I got a weird result from vw
, which uses online learning scheme for logistic regression. And when I add --l1
or --l2
regularization then I got all predictions at 0.5 (that means all features are 0)
Here's my command:
vw -d training_data.txt --loss_function logistic -f model_l1 --invert_hash model_readable_l1 --l1 0.05 --link logistic
...and here's learning process info:
using l1 regularization = 0.05
final_regressor = model_l1
Num weight bits = 18
learning rate = 0.5
initial_t = 0
power_t = 0.5
using no cache
Reading datafile = training_data.txt
num sources = 1
average since example example current current current
loss last counter weight label predict features
0.693147 0.693147 1 1.0 -1.0000 0.5000 120
0.423779 0.154411 2 2.0 -1.0000 0.1431 141
0.325755 0.227731 4 4.0 -1.0000 0.1584 139
0.422596 0.519438 8 8.0 -1.0000 0.4095 147
0.501649 0.580701 16 16.0 -1.0000 0.4638 139
0.509752 0.517856 32 32.0 -1.0000 0.4876 131
0.571194 0.632636 64 64.0 1.0000 0.2566 140
0.572743 0.574291 128 128.0 -1.0000 0.4292 139
0.597763 0.622783 256 256.0 -1.0000 0.4936 143
0.602377 0.606992 512 512.0 1.0000 0.4996 147
0.647667 0.692957 1024 1024.0 -1.0000 0.5000 119
0.670407 0.693147 2048 2048.0 -1.0000 0.5000 146
0.681777 0.693147 4096 4096.0 -1.0000 0.5000 115
0.687462 0.693147 8192 8192.0 -1.0000 0.5000 145
0.690305 0.693147 16384 16384.0 -1.0000 0.5000 145
0.691726 0.693147 32768 32768.0 -1.0000 0.5000 116
0.692437 0.693147 65536 65536.0 -1.0000 0.5000 117
0.692792 0.693147 131072 131072.0 -1.0000 0.5000 117
0.692970 0.693147 262144 262144.0 -1.0000 0.5000 147
BTW, the number of features are nearly 80,000 and each sample contains only tiny part of it(that why current features
only 100 around).
Here's my guess, in objective function/loss function, the second term regularization loss
might dominate the whole equation, which lead to this phenomenon?

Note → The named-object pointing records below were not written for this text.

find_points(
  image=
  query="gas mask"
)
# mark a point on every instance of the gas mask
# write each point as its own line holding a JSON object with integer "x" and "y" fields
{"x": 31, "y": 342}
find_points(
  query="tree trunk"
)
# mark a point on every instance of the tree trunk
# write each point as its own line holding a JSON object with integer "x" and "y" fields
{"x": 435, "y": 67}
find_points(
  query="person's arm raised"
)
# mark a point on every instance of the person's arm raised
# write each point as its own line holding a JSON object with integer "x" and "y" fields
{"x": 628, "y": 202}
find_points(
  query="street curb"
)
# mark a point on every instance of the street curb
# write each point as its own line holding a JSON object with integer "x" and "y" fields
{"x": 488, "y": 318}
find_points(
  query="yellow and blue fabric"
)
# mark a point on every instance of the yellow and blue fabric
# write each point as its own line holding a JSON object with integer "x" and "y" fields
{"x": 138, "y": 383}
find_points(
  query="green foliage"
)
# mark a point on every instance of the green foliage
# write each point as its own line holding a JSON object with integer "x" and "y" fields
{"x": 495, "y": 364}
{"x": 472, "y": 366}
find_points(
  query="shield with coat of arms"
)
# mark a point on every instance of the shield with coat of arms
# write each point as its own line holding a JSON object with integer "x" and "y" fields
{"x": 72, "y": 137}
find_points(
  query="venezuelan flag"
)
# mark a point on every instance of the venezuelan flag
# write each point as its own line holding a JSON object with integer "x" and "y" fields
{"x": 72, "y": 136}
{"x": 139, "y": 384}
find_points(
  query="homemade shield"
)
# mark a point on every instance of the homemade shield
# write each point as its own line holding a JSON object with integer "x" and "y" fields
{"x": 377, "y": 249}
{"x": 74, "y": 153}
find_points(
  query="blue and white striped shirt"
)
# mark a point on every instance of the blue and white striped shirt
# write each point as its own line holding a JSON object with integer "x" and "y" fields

loss = example_loss + regularization_loss
And I try another dataset (the other day's)
$vw-hypersearch -L 1e-10 5e-4 vw --l1 % training_data.txt
vw-hypersearch: -L: using log-space search
trying 1.38099196677199e-06 ...................... 0.121092 (best)
trying 3.62058586892961e-08 ...................... 0.116472 (best)
trying 3.81427762457755e-09 ...................... 0.116095 (best)
trying 9.49219282204347e-10 ...................... 0.116084 (best)
trying 4.01833137620189e-10 ...................... 0.116083 (best)
trying 2.36222250814353e-10 ...................... 0.116083 (best)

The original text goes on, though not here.